Fidèle à la nature satyrique du Satyricon, Trimalcion demande la métaphore opposée sur son tombeau: « Je vous prie d’y représenter aussi des navires courant à pleines voiles, […] » (Pétrone, Satyricon, chapitre LXXI). Statius, dont la poésie se centre sur les alentours de la baie de Naples, nous permet de mieux comprendre la façon dont les vues poétiques et peintes comme celles-là faisaient écho à des significations sacrées et métaphoriques, souvent liées à la tranquillité et à une traversée sûre (voir Statius Silvae, Loeb Classical Library, Mass., 1982 et Bonner 1944).
L’illustration 16, alors qu’elle n’est pas explicitée ailleurs que dans la longue légende, est néanmoins utilisée pour renforcer la thèse du livre.
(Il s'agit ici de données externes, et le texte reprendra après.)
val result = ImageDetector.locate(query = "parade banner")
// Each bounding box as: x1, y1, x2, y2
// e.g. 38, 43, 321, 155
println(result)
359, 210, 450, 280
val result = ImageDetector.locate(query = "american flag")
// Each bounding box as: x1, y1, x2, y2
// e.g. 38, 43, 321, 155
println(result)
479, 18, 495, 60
Cependant, non seulement le contenu de telles peintures peut connaître différentes interprétations contraires à cette thèse, mais la date estimée de leur réalisation va à l’encontre de l’hypothèse du livre, où le « nouveau riche » a profité du tremblement de terre de l’an 62 av. J-C. et a ainsi tiré parti de ses nouvelles richesses pour « imiter » le luxe du monde hellénistique. Bettina Bergmann a mené une étude portant sur environ trois cents peintures de ce genre et est parvenue à la conclusion que la majorité d’entre elles avaient été produites « au début du Quatrième style, entre l’an 50 et l’an 62 av. J.-C. ». Si son affirmation est correcte, elle situe les peintures avant le tremblement de terre qui a soi-disant permis à la classe moyenne de prospérer.
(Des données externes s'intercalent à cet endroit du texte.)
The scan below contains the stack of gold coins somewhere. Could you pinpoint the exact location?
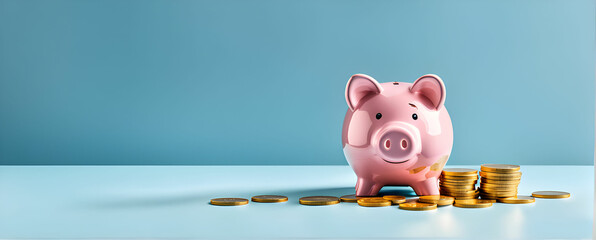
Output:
[439,168,478,199]
[480,164,521,199]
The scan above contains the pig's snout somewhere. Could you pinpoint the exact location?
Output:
[377,122,422,163]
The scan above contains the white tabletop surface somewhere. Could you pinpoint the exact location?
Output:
[0,166,594,239]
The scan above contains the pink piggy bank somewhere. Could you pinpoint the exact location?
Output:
[342,74,453,196]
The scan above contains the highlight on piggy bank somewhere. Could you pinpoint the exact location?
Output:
[342,74,453,196]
Paul Zanker n’était pas le seul à opter pour un usage sélectif des peintures murales découvertes dans le tablinum de la maison de M. Lucretius Fronto. D’autres historiens ont également utilisé des éléments de son intérieur riche en peintures pour soutenir différentes théories. Le plus célèbre était H. G. Beyen qui a eu recourt de façon sélective à l’imagerie des parties supérieures des murs latéraux du tablinum afin de récréer des décors de théâtre antiques, et ce, sans réellement faire référence aux autres peintures de la pièce. Les reconstitutions ont alors été utilisées pour appuyer des arguments affirmant que la peinture murale romaine-campanienne s’inspirait d’antiques décors théâtraux. Ces questions tautologiques en rapport avec les méthodes de reconstitution de Beyen seront abordées en long et en large dans le chapitre à paraître : « La maison en tant que théâtre ».
Parcs animaliers ou jardins paradisiaques ?
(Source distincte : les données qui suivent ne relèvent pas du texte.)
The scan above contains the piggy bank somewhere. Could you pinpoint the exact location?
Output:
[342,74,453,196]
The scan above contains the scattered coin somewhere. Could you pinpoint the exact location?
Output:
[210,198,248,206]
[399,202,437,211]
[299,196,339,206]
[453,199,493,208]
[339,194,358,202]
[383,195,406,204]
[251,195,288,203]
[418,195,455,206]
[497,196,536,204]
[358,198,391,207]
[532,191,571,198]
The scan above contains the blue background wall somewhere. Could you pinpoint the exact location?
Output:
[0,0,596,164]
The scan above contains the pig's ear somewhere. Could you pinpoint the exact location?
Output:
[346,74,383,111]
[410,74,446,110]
Selon Zanker, il semble qu’aucun désir des Pompéiens de classe moyenne n’était inaccessible s’ils trouvaient un moyen « d’imiter » l’objet de ce désir, même pas les parcs animaliers royaux par exemple. Cette observation est illustrée par une référence à une peinture murale située dans le jardin de la maison d’Orphée (Illustration 14.2) (fig. 1). L’inaccessibilité physique et financière ici n’est pas symbolisée par la villa royale, mais par l’image encore plus exotique du parc d’animaux privé, que seule la famille royale ou les personnes extrêmement riches pouvaient se permettre de financer. L’illustration qu’il a choisie est celle d’une copie lithographique de cette peinture murale, à présent détériorée, et la légende nous informe que nous observons un « parc animalier » où Orphée peut être aperçu en train de jouer de la lyre pour enchanter les animaux sauvages. Malgré qu’Orphée soit le sujet de la peinture, il passe en second plan derrière l’image du « parc animalier ». Pourquoi l’auteur a-t-il sorti Orphée de la contrée sauvage pour le placer dans un parc lié à la royauté ? L’image de la caverne devant laquelle il est assis n’a-t-elle aucune signification mythologique ou s’agit-il uniquement d’une autre attraction du parc ?
11. Lithographie (1875) représentant une peinture murale d’un jardin dans la Maison d’Orphée (VI, 14.20), Pompéi. Elle correspond à l’illustration 14.2 dans Pompeii – Public and Private Life, 2000.